Glioblastomas são tumores agressivos e muito incidentes — eles representam 15% de todos os cânceres cerebrais e estão entre os 12 tumores mais frequentes no Brasil. Caracterizam-se por uma rápida infiltração no tecido cerebral e são rotineiramente tratados com radiação ionizante — técnica mais conhecida como radioterapia, em que feixes de radiação incidem sobre o tumor do paciente, danificando o DNA das células tumorais, levando-as à instabilidade e morte.
Devido à frequente aquisição de resistência a estas terapias e à escassez de novos tratamentos, esse tumor tem um prognóstico muito ruim: apenas um em cada dez pacientes sobrevive mais de cinco anos após o diagnóstico inicial.
Com o intuito de desvendar a relação entre proteínas envolvidas no reparo de DNA e na resistência tumoral, pesquisadores do Instituto de Química (IQ) da USP realizaram um estudo com uso de modelos celulares de glioblastoma humano resistente à radioterapia. Foi utilizado o cultivo celular tradicional em uma placa (duas dimensões) e em culturas de esferóides — pequenas esferas de células (três dimensões) que se assemelham a tumores sólidos. Os resultados dos experimentos mostraram, pela primeira vez, uma interdependência entre as duas vias de proteínas – espécie de caminho molecular que elas percorrem na célula – e sua atuação conjunta na regulação do reparo de DNA lesionado pela radioterapia.
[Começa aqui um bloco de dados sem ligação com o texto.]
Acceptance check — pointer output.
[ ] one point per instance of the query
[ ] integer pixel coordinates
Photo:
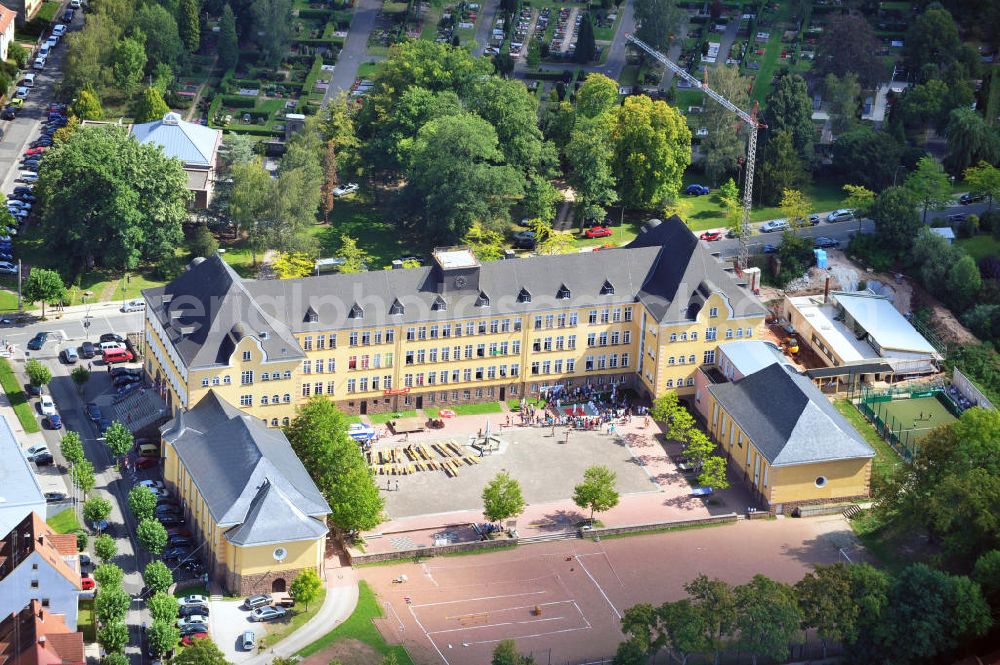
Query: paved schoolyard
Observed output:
(547, 466)
(568, 596)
Já é sabido que uma das principais responsáveis pela radioresistência é a proteína supressora de tumor p53. Em condições normais, a p53 desempenha um papel central na resposta celular, permitindo o reparo do dano no DNA, ou a indução da morte celular (benéfica ao organismo em certas condições, como quando as células sofrem mutações). Em 50% dos pacientes portadores de glioblastoma, a p53 encontra-se alterada, o que prejudica a sua função de suprimir a proliferação e a sobrevivência dos tumores e de manter a integridade do genoma celular.
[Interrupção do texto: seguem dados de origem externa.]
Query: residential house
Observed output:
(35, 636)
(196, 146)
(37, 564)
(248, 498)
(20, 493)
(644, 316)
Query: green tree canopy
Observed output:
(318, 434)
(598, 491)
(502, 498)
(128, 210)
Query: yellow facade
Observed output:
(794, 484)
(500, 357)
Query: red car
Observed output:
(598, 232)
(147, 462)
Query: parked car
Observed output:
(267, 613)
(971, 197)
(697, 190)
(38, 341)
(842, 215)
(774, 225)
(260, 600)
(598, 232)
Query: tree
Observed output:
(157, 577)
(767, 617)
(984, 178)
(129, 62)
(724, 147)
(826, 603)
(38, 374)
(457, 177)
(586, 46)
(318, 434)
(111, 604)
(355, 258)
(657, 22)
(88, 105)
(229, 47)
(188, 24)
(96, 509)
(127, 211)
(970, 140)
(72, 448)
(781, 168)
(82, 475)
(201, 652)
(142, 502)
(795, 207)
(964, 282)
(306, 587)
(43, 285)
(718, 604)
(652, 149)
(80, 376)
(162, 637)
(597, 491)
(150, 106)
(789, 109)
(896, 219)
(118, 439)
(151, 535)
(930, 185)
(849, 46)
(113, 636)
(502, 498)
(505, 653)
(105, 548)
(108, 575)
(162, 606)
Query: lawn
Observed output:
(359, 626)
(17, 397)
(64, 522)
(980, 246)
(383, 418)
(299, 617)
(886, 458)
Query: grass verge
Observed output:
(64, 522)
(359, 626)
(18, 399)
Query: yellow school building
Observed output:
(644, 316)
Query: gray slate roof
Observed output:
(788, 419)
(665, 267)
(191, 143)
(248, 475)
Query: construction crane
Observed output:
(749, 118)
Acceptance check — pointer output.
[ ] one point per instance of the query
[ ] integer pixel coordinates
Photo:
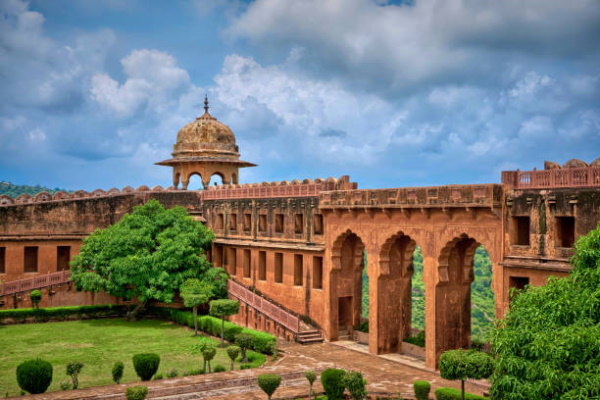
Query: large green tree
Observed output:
(147, 255)
(548, 346)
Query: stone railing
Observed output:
(264, 306)
(553, 178)
(489, 195)
(36, 282)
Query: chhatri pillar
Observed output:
(205, 147)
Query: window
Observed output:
(565, 231)
(317, 272)
(247, 260)
(318, 224)
(247, 222)
(262, 265)
(31, 258)
(279, 267)
(299, 223)
(2, 260)
(519, 231)
(298, 270)
(63, 256)
(232, 258)
(219, 223)
(279, 223)
(262, 223)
Outro conjunto de proteínas importante é o das Rho GTPases, que são responsáveis por regular a proliferação e diferenciação celular, a dinâmica do citoesqueleto de actina (responsável por manter o formato e a integridade celular, sua mobilidade e a invasividade de outros tecidos, além de transportar proteínas para diferentes regiões e organelas) e a motilidade celular. Desse modo, não é incomum encontrar essas proteínas, bem como a sinalização que elas regulam, alteradas nesses tumores, o que possibilita o desenvolvimento e a capacidade invasiva dos glioblastomas.
Para os experimentos, os cientistas separaram as culturas de células em dois grupos — um com p53 normal (selvagem) e outro com p53 mutante — e submeteram cada um deles a interferências em diferentes proteínas integrantes da via das Rho GTPases. Os resultados dos experimentos mostraram, pela primeira vez, uma interdependência entre as duas vias, da p53 e das Rho GTPases, e sua atuação conjunta na modulação do reparo de DNA lesionado pela radioterapia.